Rstudio in the cloud for those of us with old laptops part 2: automating with terraform
Setting the scene for automation
In the previous post I wrote about how to spin up a EC2 instance with Rstudio server, so some of the more computational heavy R
processing can be moved on AWS infrastructure.
Let’s say you’ve done this. Kept the EC2 for some time and then decided to terminate it, since after all, even stopped, it still incurs some costs. Then, some time after that, you need to spin up a new instance, and have to go through all of the manual clicking through the AWS console described before.
Enter terraform
. It is a tool to write infrastructure as code, or more descriptively, as human readable instructions to define resources that can be run on any cloud provider.
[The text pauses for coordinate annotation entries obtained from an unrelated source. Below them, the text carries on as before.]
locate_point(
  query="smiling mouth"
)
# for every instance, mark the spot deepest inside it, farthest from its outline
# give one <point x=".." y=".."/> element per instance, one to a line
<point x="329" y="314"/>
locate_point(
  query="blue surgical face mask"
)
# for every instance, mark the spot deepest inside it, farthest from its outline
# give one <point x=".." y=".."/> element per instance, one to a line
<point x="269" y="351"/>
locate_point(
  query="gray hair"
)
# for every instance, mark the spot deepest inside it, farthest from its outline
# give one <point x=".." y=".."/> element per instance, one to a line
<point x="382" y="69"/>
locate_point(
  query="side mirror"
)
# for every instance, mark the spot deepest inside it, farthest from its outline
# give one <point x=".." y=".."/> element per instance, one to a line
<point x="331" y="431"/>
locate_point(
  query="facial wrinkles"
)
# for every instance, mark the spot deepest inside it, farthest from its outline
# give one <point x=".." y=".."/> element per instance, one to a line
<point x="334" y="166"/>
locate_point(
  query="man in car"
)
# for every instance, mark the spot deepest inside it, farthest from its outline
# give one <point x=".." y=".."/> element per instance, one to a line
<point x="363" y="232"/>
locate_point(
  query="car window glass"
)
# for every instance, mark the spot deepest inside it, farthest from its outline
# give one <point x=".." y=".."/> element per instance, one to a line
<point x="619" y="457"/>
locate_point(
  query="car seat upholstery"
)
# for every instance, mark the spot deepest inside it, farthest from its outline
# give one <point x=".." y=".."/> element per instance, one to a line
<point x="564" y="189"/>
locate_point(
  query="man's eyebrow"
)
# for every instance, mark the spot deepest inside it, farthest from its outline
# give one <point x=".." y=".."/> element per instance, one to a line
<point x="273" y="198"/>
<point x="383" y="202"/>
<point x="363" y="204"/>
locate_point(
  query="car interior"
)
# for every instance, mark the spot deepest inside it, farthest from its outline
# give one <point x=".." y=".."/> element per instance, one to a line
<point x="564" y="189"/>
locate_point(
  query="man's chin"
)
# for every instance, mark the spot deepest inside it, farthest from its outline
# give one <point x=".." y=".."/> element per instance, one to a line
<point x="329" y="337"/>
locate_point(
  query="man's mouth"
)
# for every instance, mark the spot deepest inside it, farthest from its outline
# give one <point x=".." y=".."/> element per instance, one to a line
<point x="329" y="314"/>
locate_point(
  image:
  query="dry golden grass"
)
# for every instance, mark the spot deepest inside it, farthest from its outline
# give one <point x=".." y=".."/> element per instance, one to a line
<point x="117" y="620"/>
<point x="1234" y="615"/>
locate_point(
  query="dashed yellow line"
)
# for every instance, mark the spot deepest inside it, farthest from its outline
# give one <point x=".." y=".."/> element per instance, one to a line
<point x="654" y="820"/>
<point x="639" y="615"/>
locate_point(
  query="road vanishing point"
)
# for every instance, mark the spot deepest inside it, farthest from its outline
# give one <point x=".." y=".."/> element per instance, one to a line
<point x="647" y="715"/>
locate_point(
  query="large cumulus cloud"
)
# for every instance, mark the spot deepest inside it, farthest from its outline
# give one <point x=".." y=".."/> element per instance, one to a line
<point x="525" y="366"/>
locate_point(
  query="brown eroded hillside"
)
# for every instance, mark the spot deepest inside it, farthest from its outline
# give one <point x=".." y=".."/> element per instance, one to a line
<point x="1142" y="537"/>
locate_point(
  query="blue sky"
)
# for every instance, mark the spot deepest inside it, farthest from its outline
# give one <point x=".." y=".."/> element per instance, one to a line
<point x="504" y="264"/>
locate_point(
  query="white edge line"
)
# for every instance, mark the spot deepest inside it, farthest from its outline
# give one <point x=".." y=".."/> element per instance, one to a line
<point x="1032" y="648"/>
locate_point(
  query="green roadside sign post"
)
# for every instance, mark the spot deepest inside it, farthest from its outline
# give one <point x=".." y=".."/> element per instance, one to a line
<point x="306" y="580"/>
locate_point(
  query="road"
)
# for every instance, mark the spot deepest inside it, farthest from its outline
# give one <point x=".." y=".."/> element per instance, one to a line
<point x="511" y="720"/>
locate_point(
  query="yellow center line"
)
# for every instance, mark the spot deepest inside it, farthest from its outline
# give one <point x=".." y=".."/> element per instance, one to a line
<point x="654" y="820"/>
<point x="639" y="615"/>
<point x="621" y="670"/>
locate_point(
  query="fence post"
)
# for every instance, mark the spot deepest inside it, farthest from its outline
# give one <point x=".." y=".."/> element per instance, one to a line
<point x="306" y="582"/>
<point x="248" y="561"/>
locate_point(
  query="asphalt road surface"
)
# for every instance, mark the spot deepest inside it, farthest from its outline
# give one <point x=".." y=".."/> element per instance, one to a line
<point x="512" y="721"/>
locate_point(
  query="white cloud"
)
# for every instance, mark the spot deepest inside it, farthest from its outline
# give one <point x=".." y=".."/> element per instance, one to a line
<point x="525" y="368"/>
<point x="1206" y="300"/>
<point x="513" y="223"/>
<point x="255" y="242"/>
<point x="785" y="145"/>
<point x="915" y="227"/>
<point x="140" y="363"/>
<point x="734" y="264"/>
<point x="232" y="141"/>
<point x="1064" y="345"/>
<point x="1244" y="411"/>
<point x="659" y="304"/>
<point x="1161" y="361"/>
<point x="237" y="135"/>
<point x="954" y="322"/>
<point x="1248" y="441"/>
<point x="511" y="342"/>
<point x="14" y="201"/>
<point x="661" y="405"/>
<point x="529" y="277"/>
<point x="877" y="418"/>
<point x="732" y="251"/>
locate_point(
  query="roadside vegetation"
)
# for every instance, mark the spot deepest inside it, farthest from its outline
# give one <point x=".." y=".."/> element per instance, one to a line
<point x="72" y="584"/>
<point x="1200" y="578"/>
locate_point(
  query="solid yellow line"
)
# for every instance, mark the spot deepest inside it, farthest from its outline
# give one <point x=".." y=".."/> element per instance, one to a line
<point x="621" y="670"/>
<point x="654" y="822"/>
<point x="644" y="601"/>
And since these instructions live in text files, you can have them versioned with git
, and keep track of any changes over time. I think this is awesome.
Additionally, terraform
works with all major cloud providers, so if you prefer to use something else insted of aws
you can adapt the code.
Prerequisites for trying out terraform for configuring Rstudio server
Two things need to be done before we can see terraform
in action.
I am not going to go into details here because different operating systems might have different steps on how to do it, so I suggest you follow the official documentation for your system.
That these have been successfully installed you can check with aws --version
and terraform --version
in your preferred terminal.
Additionally, aws
needs to be configured by typing: aws configure
. Then we have to enter the AWS Access Key ID, AWS Secret Access Key, and Default Region Name for the IAM user. If you don’t have IAM user set up, you really should. Here is a guide from AWS).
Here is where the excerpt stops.